Leveraging Trinco deal
- Significantly, India’s confirmation of the swap comes a week after the two countries signed a long-pending agreement on jointly developing the strategically located Trincomalee oil tank farm along the north-eastern coast of the island.
- Diplomatic sources had earlier indicated that any financial support from New Delhi to Colombo would have to follow the signing of the deal.
- While RBI’s assistance seeks to help Sri Lanka meet its immediate challenge, the Trincomalee project has long-term implications both, in terms of investment from New Delhi and its strategic interests in the Indian Ocean.
- Apart from the obvious potential for storage in Trincomalee, the recent agreement gives both countries an opportunity to elevate “transactional” ties to a more “strategic level”.
Related Information
What are currency swap arrangements?
- In the swap arrangement, generally a country provides dollars to a foreign central bank, which, at the same time, provides the equivalent funds in its currency to the former, based on the market exchange rate at the time of the transaction.

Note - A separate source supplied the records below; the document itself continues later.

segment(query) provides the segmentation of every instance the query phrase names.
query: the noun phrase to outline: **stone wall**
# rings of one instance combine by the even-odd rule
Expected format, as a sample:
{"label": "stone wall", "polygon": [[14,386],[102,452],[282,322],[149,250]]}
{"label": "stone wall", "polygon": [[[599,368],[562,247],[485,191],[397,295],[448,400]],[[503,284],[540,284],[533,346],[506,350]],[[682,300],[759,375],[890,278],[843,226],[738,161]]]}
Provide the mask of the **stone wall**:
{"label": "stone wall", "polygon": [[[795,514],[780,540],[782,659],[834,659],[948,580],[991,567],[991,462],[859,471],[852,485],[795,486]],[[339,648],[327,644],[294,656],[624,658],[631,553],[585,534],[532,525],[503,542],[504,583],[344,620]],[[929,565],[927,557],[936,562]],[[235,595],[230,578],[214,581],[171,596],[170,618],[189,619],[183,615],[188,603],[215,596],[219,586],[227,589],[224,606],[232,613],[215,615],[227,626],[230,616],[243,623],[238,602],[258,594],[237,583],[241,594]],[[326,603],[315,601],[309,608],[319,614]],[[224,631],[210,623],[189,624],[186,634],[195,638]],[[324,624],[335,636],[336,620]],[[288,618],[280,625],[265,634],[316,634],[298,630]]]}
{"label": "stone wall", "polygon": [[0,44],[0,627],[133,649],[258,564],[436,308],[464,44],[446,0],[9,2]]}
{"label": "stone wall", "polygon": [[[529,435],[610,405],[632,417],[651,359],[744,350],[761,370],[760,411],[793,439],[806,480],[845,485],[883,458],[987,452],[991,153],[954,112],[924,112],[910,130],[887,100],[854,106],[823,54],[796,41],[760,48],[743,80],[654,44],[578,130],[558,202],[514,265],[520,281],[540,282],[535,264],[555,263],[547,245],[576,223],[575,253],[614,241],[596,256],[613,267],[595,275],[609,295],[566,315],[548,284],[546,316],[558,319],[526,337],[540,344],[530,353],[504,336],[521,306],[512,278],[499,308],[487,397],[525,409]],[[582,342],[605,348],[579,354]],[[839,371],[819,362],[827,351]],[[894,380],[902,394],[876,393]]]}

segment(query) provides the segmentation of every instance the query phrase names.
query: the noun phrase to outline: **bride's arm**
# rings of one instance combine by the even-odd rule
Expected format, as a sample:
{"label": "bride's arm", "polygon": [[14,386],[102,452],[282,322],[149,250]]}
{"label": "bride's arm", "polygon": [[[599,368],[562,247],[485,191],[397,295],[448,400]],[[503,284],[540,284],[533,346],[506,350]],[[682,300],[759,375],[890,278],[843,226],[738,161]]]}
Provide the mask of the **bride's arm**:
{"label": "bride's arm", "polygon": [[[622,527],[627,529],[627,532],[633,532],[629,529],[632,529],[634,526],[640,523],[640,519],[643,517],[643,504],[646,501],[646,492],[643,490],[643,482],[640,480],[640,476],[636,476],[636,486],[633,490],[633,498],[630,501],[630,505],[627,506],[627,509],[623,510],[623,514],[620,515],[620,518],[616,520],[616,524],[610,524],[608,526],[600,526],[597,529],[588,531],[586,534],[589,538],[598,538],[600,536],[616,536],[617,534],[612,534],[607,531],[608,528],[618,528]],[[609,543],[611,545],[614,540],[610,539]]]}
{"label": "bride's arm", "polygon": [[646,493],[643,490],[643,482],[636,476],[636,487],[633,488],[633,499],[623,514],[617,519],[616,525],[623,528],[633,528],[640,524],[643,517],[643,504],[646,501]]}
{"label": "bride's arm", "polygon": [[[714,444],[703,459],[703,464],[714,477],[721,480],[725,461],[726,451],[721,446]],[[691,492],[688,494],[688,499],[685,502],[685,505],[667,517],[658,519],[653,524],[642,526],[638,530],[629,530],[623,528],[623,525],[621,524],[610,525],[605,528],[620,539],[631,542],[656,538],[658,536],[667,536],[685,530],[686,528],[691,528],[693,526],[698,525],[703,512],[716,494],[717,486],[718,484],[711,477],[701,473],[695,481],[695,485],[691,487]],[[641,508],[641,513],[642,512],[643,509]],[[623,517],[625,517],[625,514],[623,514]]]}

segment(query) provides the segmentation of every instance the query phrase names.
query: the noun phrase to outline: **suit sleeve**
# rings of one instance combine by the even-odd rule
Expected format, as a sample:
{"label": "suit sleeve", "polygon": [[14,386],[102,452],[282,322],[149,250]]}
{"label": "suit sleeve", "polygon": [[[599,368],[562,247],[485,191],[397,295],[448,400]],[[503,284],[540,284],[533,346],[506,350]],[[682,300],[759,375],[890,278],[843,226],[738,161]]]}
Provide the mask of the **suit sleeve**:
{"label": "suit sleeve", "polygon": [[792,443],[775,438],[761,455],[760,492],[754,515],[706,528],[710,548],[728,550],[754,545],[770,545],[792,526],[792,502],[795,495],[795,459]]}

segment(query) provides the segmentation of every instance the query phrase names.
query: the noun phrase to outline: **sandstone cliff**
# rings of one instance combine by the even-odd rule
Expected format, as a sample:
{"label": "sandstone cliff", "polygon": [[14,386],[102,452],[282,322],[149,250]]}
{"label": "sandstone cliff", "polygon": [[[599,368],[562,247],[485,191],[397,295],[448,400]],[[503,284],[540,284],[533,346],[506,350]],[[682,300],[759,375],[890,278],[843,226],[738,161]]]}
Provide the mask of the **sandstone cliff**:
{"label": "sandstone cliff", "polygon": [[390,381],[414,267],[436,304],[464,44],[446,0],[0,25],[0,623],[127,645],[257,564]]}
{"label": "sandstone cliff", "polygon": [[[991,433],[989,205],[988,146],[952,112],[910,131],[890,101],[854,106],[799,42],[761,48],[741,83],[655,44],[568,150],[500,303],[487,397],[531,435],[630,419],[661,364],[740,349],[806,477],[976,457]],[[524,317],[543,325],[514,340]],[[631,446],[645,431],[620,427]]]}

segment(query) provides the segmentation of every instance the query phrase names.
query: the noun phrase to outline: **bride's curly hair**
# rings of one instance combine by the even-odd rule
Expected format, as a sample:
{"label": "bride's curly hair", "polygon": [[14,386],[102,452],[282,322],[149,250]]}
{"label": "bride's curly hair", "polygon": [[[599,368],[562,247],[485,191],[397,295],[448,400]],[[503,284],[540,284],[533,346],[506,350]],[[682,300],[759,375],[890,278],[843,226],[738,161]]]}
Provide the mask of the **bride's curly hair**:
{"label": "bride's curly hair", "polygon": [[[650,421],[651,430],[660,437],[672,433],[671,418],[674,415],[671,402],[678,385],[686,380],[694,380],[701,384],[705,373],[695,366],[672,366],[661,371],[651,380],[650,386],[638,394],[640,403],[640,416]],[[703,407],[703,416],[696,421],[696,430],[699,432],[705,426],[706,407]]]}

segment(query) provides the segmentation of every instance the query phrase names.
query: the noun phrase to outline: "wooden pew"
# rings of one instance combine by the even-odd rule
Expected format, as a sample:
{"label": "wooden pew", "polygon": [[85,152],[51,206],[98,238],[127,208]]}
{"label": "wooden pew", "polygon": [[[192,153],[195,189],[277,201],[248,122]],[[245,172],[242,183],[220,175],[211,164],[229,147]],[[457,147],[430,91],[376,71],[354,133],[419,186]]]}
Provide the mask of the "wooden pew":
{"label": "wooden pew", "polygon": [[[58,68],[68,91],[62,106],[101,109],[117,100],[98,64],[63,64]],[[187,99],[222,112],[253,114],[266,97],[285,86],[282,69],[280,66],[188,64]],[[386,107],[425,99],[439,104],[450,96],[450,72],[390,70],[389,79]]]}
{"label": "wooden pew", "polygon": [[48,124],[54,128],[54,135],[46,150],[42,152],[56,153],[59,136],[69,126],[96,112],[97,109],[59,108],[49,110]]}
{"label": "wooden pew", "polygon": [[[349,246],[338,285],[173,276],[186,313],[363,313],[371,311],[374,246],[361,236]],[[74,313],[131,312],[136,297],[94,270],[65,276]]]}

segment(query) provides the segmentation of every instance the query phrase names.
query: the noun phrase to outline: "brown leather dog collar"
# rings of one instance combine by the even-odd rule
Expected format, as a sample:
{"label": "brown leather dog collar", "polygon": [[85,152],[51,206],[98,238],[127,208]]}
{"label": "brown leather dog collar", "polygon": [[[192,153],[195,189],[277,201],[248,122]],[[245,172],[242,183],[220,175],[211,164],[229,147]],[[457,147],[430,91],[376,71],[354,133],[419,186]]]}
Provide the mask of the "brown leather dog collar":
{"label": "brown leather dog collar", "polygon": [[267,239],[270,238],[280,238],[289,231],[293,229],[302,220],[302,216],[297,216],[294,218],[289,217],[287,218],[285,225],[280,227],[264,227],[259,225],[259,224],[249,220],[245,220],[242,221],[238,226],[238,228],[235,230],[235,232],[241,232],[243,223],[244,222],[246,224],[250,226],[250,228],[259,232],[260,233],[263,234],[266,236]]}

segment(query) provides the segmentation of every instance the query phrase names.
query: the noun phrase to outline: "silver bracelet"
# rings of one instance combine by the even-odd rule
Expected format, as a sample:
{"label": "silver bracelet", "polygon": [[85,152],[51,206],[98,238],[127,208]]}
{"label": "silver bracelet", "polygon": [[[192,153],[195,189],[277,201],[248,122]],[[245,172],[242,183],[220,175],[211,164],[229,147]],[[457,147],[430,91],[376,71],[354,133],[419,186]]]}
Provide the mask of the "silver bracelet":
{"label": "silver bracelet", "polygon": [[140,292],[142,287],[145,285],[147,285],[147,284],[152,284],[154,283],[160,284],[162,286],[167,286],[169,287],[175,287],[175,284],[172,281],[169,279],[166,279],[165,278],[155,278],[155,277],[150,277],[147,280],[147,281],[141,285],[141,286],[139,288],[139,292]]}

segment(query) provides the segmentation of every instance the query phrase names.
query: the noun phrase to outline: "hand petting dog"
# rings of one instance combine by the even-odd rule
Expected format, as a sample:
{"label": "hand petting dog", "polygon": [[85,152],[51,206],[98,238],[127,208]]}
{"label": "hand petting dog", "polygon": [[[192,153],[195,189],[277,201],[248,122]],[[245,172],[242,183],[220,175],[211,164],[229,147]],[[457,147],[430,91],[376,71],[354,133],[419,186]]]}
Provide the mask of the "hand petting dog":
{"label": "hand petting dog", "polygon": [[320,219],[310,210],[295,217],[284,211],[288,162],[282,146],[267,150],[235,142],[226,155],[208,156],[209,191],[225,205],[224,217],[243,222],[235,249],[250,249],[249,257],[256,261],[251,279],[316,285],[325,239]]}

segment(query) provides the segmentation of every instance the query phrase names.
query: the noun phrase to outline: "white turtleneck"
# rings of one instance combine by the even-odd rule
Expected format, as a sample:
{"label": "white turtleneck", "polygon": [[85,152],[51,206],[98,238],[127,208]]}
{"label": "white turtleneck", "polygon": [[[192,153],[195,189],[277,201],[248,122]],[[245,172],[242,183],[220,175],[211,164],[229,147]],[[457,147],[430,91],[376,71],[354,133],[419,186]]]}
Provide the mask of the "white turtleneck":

- The parties agree to swap back these quantities of their two currencies at a specified date in the future, which could be the next day or even two years later, using the same exchange rate as in the first transaction.
Similar arrangements
- The RBI also offers similar swap lines to central banks in the SAARC region within a total corpus of $2 billion.
- This facility originally came into operation on November 15, 2012 to provide a backstop line of funding for short-term foreign exchange liquidity requirements or balance of payment crises until longer term arrangements were made.
- Under the facility, RBI offers swaps of varying sizes in US Dollars, Euro or Indian Rupee to each SAARC member country depending on their two months import requirement.
- India also has a $75 billion bilateral currency swap line with Japan, which has the second highest dollar reserves after China.
Advantages of such arrangements
- These swap operations usually carry no exchange rate risk, as transaction terms are set in advance. The absence of an exchange rate risk is one of the major benefits of such a facility.
- This facility provides the country, which is getting the dollars, with the flexibility to use these reserves at any time in order to maintain an appropriate level of balance of payments or short-term liquidity.